VERONA – «Tradurre in modo semplice e chiaro quelle che sono le criticità e le possibili soluzioni. A noi interessa avere delle indicazioni concise e concrete su ciò che non va e su ciò che dovrebbe essere fatto, non ci interessano i libri bianchi che parlano di massimi sistemi». Così il ministro della giustizia, Carlo Nordio, agli imprenditori che hanno partecipato sabato sera alla Cena “Fuoriclasse” organizzata dalla Distilleria Castagner al Ristorante Maffei di Verona nell’ambito della 55a edizione del Vinitaly. Una rassegna a che ha dimostrato ancora una volta come il settore vinicolo, e la logistica specializzata che lo supporta specie nell’export, sono fondamentali per l’economia nazionale.

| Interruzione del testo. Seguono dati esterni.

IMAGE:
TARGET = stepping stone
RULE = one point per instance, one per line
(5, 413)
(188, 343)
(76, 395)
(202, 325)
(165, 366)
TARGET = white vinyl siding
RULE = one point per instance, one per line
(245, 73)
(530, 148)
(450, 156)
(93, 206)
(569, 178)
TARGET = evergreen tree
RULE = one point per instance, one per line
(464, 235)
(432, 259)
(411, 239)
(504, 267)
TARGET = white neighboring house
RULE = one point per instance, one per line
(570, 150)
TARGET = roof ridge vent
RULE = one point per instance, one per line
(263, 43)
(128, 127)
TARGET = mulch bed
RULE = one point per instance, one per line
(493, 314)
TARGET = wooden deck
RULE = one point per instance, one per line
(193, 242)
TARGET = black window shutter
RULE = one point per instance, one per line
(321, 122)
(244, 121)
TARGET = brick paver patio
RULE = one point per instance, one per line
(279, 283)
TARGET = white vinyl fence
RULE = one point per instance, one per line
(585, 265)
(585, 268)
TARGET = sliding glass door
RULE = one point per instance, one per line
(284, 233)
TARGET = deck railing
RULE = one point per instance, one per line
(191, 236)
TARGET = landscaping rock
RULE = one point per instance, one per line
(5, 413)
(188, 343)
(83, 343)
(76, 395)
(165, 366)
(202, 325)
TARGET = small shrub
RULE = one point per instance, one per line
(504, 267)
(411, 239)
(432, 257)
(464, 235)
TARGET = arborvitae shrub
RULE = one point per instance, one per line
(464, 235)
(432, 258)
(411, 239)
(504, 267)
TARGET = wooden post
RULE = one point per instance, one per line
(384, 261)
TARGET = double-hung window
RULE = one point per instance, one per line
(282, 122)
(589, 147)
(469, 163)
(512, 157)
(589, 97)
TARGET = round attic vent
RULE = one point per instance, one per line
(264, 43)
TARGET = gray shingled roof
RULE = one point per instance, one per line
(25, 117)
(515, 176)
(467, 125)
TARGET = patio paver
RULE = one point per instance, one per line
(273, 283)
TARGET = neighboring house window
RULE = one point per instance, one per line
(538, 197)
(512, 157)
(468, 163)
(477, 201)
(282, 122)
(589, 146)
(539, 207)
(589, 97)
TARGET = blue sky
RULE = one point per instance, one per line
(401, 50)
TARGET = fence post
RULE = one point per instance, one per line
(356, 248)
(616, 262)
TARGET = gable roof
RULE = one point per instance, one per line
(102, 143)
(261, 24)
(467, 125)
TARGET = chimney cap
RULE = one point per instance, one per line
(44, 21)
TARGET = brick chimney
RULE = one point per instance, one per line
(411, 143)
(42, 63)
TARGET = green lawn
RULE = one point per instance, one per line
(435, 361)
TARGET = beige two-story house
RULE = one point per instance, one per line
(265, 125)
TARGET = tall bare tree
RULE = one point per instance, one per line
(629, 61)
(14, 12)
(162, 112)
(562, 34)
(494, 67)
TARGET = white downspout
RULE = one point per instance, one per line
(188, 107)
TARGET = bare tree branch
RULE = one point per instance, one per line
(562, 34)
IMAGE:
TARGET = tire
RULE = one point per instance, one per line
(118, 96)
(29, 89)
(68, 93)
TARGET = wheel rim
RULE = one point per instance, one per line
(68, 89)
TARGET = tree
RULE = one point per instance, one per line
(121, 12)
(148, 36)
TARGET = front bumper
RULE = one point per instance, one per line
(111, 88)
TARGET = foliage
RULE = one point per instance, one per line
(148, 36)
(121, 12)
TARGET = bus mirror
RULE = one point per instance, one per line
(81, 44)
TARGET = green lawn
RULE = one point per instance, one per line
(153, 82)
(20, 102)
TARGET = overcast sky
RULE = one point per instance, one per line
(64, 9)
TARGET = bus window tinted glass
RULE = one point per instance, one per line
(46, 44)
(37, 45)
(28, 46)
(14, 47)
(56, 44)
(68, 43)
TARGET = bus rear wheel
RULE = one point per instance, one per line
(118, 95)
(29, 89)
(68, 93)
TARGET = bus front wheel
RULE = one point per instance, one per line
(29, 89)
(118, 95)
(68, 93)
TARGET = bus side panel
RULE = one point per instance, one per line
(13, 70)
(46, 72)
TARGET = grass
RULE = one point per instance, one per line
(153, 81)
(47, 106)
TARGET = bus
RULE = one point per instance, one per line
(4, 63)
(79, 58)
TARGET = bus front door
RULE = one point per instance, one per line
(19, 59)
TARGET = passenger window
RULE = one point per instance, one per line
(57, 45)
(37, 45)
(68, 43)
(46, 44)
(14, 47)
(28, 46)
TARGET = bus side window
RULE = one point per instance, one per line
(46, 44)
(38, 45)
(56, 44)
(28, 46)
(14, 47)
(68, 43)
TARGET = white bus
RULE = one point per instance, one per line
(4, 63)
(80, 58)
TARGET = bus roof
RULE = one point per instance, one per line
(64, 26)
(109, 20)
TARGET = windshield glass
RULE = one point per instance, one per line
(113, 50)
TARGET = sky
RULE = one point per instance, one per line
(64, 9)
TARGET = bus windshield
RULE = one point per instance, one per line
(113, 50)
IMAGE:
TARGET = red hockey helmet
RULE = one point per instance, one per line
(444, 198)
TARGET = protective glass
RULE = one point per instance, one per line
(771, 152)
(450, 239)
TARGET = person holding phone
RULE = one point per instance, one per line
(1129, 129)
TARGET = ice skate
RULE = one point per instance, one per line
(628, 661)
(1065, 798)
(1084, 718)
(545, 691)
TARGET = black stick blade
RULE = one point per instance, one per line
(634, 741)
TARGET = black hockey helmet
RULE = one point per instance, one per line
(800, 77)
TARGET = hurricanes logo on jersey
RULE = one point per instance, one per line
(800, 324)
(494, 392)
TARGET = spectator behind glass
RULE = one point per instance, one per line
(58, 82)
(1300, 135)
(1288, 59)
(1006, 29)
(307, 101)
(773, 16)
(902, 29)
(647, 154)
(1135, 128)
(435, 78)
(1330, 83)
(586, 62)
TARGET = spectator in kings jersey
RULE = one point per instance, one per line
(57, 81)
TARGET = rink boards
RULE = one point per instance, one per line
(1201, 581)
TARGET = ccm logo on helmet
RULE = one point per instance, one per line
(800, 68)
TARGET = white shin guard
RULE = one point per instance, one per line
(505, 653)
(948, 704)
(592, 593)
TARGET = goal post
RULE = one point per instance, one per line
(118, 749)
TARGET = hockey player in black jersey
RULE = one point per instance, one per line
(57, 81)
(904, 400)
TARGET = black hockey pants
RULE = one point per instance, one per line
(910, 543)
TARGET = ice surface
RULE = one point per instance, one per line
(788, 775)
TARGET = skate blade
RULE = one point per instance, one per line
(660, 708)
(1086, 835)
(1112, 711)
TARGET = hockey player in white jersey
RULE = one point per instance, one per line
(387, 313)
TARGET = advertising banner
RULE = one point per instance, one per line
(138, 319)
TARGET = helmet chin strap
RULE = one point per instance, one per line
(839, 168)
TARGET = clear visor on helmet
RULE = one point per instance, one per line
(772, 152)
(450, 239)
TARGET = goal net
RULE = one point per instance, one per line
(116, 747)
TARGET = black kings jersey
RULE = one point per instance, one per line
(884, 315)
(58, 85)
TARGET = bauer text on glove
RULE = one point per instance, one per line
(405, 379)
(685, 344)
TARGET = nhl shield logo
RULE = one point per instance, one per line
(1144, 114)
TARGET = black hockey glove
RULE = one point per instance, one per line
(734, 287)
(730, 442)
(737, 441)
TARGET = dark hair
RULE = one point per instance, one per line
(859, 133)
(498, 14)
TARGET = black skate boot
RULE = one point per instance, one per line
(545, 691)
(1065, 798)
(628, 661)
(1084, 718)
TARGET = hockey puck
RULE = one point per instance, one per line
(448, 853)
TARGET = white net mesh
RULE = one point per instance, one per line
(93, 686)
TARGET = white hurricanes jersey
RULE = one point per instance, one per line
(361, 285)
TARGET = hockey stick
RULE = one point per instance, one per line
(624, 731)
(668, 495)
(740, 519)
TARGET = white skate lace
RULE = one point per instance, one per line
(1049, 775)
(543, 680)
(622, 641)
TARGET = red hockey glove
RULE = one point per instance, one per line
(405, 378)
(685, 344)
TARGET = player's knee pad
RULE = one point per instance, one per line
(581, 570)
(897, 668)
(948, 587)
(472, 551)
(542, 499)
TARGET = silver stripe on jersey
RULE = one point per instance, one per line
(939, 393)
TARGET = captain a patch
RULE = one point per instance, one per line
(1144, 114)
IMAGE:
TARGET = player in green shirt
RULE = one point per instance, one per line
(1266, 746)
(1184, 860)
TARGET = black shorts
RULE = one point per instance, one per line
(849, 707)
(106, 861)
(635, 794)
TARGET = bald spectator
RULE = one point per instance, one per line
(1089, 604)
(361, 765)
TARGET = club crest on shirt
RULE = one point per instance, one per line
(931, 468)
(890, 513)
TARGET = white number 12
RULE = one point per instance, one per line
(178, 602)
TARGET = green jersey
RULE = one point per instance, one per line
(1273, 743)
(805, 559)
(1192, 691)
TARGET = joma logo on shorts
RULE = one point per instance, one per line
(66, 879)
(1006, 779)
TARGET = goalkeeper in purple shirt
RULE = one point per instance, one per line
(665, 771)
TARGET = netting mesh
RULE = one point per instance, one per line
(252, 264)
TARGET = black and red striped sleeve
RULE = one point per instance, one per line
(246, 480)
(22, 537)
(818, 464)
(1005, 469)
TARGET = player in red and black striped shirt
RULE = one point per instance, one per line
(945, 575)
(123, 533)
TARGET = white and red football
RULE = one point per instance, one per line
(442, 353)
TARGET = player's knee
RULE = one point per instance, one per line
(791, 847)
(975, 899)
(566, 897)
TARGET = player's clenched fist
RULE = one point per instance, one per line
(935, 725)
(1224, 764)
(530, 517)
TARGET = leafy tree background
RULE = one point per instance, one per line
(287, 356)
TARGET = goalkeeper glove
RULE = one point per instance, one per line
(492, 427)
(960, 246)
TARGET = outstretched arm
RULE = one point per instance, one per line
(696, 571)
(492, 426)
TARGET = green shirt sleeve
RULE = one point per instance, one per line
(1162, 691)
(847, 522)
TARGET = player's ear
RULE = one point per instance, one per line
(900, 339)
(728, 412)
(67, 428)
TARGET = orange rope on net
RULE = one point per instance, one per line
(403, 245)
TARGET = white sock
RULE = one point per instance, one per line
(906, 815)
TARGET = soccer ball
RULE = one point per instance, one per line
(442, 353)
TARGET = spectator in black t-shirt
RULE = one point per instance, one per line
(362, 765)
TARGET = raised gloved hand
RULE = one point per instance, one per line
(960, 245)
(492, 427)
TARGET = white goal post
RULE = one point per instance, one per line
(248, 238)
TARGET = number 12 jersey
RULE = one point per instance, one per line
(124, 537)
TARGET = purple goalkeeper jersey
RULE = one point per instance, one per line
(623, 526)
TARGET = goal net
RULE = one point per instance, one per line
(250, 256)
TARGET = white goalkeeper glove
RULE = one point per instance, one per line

Durante la serata Roberto Castagner, fondatore e ceo della distilleria di Vazzola (Treviso), ha consegnato al ministro Nordio, già Fuoriclasse Ad Honorem, un premio “Speciale al merito” «per aver con coraggio e abnegazione accettato di assumere l’incarico ministeriale in un contesto politico e sociale complesso, come mai nella storia della nostra Repubblica». È stato poi insignito del titolo di “Fuoriclasse Ad Honorem” l’ingegner Domenico Dal Bò, uno dei massimi esperti nel campo della gestione integrata d’impresa e delle quotazioni in borsa, che così entrerà a far parte della Giuria dei Fuoriclasse. 

«Siamo qui a festeggiare il Vinitaly e tutto il comparto vitivinicolo – ha detto Matteo Zoppas di Zoppas Industries e presidente dell’Ice, Agenzia per la promozione all’estero e l’internazionalizzazione delle imprese italiane -. Il settore vitivinicolo è molto importante per l’export italiano che ricordo ha raggiunto la cifra di 620 miliardi di euro all’anno. Quest’anno abbiamo avuto una crescita del 15 per cento, 40 miliardi sono dell’alimentare e 8 miliardi sono del vino che è aumentato del 12 per cento. I costi dei trasporti e dell’energia stanno rientrando e stanno dando di nuovo respiro alle nostre produzioni».

Il ministro ha parlato di una tassazione più equa e razionale che non umili la libertà imprenditoriale. «La burocrazia ha, fino ad ora, intralciato. Il nostro governo ha già iniziato con il Codice degli appalti a ridurre la complessità normativa, a individuare le competenze e a semplificare le procedure. Per quanto riguarda la giustizia stiamo facendo altrettanto, lo abbiamo fatto nella giustizia civile e lo faremo nella giustizia penale, abbiamo presentato dei progetti di legge. In conclusione la parola d’ordine è semplificare e rendere più accessibile a tutti l’acquisizione della ricchezza in modo che successivamente possa essere meglio distribuita», ha concluso Carlo Nordio.